His cluster was transliterated to Azure and automated with Terraform and Ansible. Additional changes include isolating controllers and workers into distinct subnets to enforce stricter network access controls, and tweaking some of the networking decisions to theoretically scale up to 250 controllers and workers.
Motivation and Purpose
Managed clusters from cloud providers abstract most of the underlying Kubernetes components away, and desktop-focussed solutions like Minikube are not representative of production clusters.
This was built to:
- understand how Kubernetes components fit together, from the ground up
- provide a representative playground to fiddle around with custom security scenarios, such as those that may be encountered during pentests
Create an Azure service principal account for Terraform, copy
tf/environment/secrets.tfvars, and populate the file with your service principal details and SSH public key:
# tf/environment/secrets.tfvars subscription_id = "" client_id = "" client_secret = "" tenant_id = "" vm_ssh_key = ""

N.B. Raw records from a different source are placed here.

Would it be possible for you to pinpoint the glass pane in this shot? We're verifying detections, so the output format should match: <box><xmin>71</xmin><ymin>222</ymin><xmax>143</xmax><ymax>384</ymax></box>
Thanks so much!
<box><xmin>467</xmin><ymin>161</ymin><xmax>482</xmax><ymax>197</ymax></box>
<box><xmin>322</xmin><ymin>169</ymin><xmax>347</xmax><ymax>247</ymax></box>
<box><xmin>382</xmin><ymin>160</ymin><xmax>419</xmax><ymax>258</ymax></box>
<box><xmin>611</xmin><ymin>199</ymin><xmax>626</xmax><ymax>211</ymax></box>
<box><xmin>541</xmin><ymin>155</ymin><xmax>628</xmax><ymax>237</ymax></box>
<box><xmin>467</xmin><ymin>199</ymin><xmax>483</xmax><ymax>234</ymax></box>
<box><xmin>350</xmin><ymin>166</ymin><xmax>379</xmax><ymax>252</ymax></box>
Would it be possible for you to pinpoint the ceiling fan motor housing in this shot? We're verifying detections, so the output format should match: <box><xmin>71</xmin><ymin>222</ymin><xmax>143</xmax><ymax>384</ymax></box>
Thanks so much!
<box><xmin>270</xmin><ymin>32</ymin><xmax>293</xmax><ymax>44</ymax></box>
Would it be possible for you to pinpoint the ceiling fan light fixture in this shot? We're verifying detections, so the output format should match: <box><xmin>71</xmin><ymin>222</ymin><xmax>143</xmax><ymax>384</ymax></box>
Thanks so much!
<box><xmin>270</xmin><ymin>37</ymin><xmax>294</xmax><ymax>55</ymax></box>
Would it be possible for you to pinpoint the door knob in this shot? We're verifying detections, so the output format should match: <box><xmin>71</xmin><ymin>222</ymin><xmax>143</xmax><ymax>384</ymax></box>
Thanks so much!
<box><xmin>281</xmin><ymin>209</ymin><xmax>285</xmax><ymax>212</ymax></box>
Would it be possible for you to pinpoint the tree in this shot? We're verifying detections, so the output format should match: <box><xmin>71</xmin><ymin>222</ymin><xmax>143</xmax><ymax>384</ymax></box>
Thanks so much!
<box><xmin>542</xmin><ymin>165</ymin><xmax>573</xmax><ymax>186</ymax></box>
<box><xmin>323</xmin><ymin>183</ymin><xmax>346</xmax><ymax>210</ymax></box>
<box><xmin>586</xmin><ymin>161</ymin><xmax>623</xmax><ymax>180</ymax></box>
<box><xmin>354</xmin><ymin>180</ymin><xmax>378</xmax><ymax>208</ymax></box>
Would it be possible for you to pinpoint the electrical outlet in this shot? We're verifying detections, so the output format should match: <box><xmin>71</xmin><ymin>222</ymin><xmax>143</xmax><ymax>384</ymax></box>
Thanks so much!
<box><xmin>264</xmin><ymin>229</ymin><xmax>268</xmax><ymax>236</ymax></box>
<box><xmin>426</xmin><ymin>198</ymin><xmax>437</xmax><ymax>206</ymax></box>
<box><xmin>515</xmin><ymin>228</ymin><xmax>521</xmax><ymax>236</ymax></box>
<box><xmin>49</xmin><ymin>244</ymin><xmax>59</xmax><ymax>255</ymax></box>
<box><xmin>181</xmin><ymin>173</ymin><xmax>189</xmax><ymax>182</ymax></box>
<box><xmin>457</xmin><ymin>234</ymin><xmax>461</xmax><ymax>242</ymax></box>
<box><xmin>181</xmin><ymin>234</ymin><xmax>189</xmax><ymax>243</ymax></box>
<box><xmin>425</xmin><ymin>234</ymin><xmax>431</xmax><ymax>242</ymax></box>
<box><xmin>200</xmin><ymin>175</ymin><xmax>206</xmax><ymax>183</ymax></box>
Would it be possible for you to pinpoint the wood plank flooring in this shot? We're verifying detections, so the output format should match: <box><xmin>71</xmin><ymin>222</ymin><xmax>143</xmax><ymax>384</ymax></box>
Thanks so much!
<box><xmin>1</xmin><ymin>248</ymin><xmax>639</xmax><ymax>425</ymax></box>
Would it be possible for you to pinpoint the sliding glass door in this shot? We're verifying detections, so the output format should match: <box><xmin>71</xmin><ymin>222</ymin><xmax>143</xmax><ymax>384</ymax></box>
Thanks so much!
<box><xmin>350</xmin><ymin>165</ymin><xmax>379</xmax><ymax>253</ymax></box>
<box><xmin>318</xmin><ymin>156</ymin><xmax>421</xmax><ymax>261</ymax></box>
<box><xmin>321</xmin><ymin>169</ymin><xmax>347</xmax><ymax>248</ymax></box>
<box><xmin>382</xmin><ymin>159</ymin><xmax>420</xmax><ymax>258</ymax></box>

The project uses a Makefile to call Terraform and then Ansible:
$ make ... ================================================================================ The Kubernetes endpoint is: https://22.214.171.124:6443/ CA cert is in: as/certs/ca/ca.pem Admin user cert and key are in: as/certs/admin/admin(-key).pem kubectl has been configured for the cluster SSH: ssh -F as/ssh_config jumpbox ssh -F as/ssh_config k8s-controller-vm-0 ssh -F as/ssh_config k8s-worker-vm-0 ================================================================================
tf/environment/env.tfvars contains most of the configurable details, including number of controllers and workers and respective VM sizes.

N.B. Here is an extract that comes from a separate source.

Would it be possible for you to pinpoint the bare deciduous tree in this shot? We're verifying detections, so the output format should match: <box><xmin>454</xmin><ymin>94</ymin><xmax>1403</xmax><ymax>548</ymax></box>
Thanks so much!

This cluster implements some good security practices:
- mutual TLS authentiction between all components
- etcd secrets encrypted at rest
- support for gVisor for untrusted payloads
Caution: during setup some binaries are pulled from remote URLs without integrity checks, theoretically opening the installation to supply-chain attacks
That being said, this cluster isn't hardened and was built with training in mind. I do not recommend it for production use.

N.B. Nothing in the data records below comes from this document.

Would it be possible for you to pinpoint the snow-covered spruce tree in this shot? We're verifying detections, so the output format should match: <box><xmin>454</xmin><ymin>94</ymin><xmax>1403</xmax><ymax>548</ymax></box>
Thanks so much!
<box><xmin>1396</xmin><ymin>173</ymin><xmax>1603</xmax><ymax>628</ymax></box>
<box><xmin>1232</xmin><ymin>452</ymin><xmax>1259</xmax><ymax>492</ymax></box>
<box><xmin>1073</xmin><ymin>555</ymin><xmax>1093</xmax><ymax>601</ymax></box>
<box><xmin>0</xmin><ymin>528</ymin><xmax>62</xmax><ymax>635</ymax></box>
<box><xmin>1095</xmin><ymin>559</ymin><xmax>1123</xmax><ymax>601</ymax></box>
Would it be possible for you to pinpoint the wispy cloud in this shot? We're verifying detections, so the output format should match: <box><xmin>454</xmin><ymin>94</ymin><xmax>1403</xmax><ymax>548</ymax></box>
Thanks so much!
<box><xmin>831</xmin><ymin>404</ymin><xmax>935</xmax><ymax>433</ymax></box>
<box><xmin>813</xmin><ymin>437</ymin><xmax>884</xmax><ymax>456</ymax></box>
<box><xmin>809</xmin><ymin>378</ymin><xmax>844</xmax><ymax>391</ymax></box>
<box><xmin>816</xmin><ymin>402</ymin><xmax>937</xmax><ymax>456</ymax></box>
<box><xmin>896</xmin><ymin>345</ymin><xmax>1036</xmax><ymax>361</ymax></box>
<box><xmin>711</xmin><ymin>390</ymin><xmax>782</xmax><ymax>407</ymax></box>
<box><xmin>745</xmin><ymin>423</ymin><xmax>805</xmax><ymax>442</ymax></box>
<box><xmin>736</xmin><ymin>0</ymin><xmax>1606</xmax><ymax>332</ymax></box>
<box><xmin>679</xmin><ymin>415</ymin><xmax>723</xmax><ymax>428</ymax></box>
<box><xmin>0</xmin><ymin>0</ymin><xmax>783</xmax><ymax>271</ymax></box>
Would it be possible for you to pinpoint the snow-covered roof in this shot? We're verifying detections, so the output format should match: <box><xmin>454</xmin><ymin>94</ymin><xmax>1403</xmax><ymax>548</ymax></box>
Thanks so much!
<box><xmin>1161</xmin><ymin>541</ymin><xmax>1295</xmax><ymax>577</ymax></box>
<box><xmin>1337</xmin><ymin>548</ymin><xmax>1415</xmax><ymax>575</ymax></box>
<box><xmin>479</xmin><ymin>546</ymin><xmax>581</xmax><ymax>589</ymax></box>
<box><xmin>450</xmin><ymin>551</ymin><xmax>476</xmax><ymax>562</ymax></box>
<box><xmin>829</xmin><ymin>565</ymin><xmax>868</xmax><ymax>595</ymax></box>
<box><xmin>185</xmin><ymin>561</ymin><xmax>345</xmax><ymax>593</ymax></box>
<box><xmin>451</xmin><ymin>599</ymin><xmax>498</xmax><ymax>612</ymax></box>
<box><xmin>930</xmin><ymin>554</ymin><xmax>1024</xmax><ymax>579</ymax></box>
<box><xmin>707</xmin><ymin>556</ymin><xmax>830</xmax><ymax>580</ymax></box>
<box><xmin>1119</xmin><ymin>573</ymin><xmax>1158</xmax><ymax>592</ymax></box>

Limitations and Known Issues
The Ansible is not idempotent; everytime you run it, new certs will be generated and services will bounce.
There's an apparent bug with NSG-subnet associations in the
azurerm Terraform provider that causes NSG's to disassociate from subnets when updating a terraformed environment. You'll run into this issue is you try to rebuild/update an existing cluster. ATM you'll need to re-attach the NSGs to the subnets from the CLI or portal, or build from scratch.